I thought of my port city by the Arabian Sea – once a collection of islands leased by the British Crown to the East India Company. Not far from Mumbai is another city I call home – Pune, where the world’s largest vaccine manufacturer is. Looking at the signs of normality around me, I was reminded that it was India that supplied COVID vaccines to the UK, as well as to other parts of the world, while facing a massive internal shortage. A quarter of the UK’s population was fully vaccinated at the time of writing this. But while the UK has sent aid to India, it is yet to back waivers on vaccine patents.

That Saturday in Leith, indoor and outdoor spaces rang with chatter and laughter. There were long queues outside street-side eateries. It seemed like we had been transported to a post-pandemic era.

Except the pandemic is not over until it is over everywhere. More than 400,000 daily infections are being recorded in India, and nearly 4,000 lives are taken every day. And these are just official figures. One million people are estimated to die by August. And yet, there is no other place I would rather be. If home must go up in flames, I want to be ash.

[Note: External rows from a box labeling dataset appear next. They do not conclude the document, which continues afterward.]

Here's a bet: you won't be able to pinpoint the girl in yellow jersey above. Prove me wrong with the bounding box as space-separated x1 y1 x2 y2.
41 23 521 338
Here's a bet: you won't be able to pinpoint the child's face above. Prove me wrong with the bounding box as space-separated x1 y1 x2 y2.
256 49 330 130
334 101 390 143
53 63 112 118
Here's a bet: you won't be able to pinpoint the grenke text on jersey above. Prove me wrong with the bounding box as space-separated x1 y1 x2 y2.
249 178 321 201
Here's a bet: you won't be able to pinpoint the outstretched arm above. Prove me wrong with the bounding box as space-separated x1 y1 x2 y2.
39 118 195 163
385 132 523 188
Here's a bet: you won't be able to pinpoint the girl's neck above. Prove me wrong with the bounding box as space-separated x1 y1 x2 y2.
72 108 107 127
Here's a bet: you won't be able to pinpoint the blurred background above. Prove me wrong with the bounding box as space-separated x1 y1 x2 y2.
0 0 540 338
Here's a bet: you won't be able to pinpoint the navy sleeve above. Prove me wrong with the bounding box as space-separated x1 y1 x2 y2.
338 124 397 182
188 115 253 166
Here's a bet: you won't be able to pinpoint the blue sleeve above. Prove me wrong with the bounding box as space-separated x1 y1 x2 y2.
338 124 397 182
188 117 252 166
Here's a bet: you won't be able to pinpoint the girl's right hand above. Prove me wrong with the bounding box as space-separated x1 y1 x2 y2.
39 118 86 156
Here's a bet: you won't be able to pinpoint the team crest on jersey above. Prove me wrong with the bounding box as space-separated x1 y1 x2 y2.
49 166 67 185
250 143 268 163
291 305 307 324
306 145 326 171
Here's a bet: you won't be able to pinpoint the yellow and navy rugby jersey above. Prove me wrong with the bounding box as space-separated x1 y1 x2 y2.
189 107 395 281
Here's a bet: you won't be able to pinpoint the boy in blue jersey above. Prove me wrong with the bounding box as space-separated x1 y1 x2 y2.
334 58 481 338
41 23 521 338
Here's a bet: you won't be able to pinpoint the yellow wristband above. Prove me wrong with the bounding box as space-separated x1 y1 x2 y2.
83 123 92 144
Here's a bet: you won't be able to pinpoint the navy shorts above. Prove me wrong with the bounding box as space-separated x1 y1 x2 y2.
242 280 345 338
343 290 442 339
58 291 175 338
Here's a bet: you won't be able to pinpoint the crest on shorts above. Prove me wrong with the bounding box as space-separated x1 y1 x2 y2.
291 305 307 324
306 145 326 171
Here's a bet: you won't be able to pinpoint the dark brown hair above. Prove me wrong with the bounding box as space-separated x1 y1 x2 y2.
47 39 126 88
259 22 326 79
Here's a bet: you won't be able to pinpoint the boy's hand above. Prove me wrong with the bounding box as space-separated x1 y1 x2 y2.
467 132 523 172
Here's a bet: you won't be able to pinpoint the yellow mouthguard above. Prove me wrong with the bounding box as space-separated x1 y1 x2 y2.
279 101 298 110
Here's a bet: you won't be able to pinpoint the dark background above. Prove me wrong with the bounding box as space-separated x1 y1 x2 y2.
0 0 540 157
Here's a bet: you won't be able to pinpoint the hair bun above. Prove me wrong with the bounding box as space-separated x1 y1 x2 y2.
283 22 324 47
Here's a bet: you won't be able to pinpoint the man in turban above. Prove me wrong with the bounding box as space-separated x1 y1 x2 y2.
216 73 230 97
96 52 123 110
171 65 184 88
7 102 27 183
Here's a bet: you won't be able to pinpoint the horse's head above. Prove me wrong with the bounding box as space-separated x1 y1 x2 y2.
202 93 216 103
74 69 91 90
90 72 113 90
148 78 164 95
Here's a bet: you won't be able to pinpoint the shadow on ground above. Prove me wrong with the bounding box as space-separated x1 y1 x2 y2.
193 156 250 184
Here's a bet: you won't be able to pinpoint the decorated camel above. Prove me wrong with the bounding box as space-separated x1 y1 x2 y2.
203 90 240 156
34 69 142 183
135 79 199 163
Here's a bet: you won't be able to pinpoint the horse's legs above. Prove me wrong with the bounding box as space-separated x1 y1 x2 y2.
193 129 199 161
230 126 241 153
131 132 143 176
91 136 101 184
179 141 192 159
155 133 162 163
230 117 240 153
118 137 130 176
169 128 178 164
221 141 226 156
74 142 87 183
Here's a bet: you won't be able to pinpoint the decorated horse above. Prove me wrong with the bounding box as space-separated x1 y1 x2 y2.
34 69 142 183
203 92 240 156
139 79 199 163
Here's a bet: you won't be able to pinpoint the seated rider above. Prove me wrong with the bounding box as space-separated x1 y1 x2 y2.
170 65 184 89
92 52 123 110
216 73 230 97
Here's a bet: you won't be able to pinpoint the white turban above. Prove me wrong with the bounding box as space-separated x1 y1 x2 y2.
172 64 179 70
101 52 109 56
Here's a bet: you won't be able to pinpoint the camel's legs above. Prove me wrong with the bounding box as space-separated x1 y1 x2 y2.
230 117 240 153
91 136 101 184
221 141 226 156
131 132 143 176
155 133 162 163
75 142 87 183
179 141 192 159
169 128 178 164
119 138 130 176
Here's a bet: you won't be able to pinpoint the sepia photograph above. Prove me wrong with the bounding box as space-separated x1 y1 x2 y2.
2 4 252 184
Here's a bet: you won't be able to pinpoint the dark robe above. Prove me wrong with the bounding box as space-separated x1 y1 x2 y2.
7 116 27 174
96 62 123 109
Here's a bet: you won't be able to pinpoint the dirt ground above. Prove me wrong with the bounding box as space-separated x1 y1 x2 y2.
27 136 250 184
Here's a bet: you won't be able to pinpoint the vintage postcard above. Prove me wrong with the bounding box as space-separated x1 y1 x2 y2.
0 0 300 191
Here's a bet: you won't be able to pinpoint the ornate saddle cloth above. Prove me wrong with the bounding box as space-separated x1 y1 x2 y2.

But for now, I must stay away. Distance should not matter at this point. I must use it to bargain with the universe: I will keep myself far, far away from the people I love if you promise to keep them safe, healthy and alive. Alive. Alive. Alive. Like Edinburgh in spring. So incongruously alive.

[Jawahir Al-Naimi/Al Jazeera]

The theatre of suffering in India feels personal, prolonged, monumental. The one second after I open my eyes in the morning is perhaps the only moment I feel some sense of calm these days, before reality hits. After that, the minutes and hours just weave into each other and get wiped out by grief for people I don’t know.

And yet the kindness of strangers offers a ray of optimism. How does a thank you even suffice to express gratitude to a rickshaw driver who ferries seriously ill patients? Or a stranger who offers a ride on his scooter to a man who is carrying his dying father? Or to crematorium and sanitation workers who keep going in a system that has forever oppressed them? Or to those amplifying posts on social media, verifying leads for oxygen, doing the work of the government, carrying the guilt of their survival on their shoulders?

One evening, as I was numbly watching stories on Instagram, I discovered a video where a little boy was smiling at the camera. Greedy for cheer, I clicked on the post.

Seated at a dining table Ishaan sang Bob Dylan’s Blowin’ in the Wind, unaware perhaps of the import of the lyrics, as his father played the guitar. Those two-odd minutes brought a wave of joy so pure that I watched the video on loop. As the world around him fell apart, the sweet boy in his sweet pyjamas radiated a small strain of healing.

The joy was short-lived, though, and I broke down thinking of all the people I had lost in my life, all the people I would lose without ever seeing them again. Wordless sadness spilled from the depths of my fully functional lungs which I was using to sing with Ishaan, while millions of my people were literally dying for air.

After a few minutes, I went back to the video, as I now do at least once every day. When nothing makes sense, it helps to cling to hope.